Computed tomography rigidity analysis (CTRA) of 68yo male with a Mirels’ Score of 10. CTRA indicates a significant risk of fracture at the site of the lesion and was prophylactically stabilized. In this case, axial rigidity was reduced by more than 33% at the cross section of the lesion, indicating a high risk of fracture.

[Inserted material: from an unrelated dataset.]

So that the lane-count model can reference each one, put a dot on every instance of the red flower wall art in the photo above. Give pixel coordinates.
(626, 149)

CTRA has been performed on pediatric patients with benign skeletal lesions54; 55, vertebral metastases56, and metastatic lesions in the femur47; 57. Overall, the approach appears to improve specificity without loss of sensitivity compared to the scoring methods described above (Table 9). One limitation with CTRA analysis is that the underlying beam theory assumes that the bones are straight. This may be appropriate for the diaphysis of long bone, but may introduce error at the ends of the bone that are often curved, such as the proximal femur, where many metastatic lesions occur. Curved beam theory (curved-CTRA) has been applied to the proximal femur and resulted in improved correlation between bending rigidity and failure load for curved-CTRA (r2=0.89) compared to straight beam CTRA (r2 = 0.63)58. This suggests that curved-CTRA could improve predictive capabilities of the general CTRA approach. One notable feature of the CTRA approach is that the calculation of rigidity on a slice-by-slice basis is not computationally expensive, and a complete analysis to estimate fracture risk can be conducted in 15 minutes58.
Table 9:
Computed tomography rigidity analysis (CTRA) CTRA, Finite element analysis (FE), 18F-fluorodeoxyglucose (FDG) positron emission tomography/computed tomography (PET/CT), Parametric Response Mapping (PRM), and a weight scale analysis for clinical risk of fracture.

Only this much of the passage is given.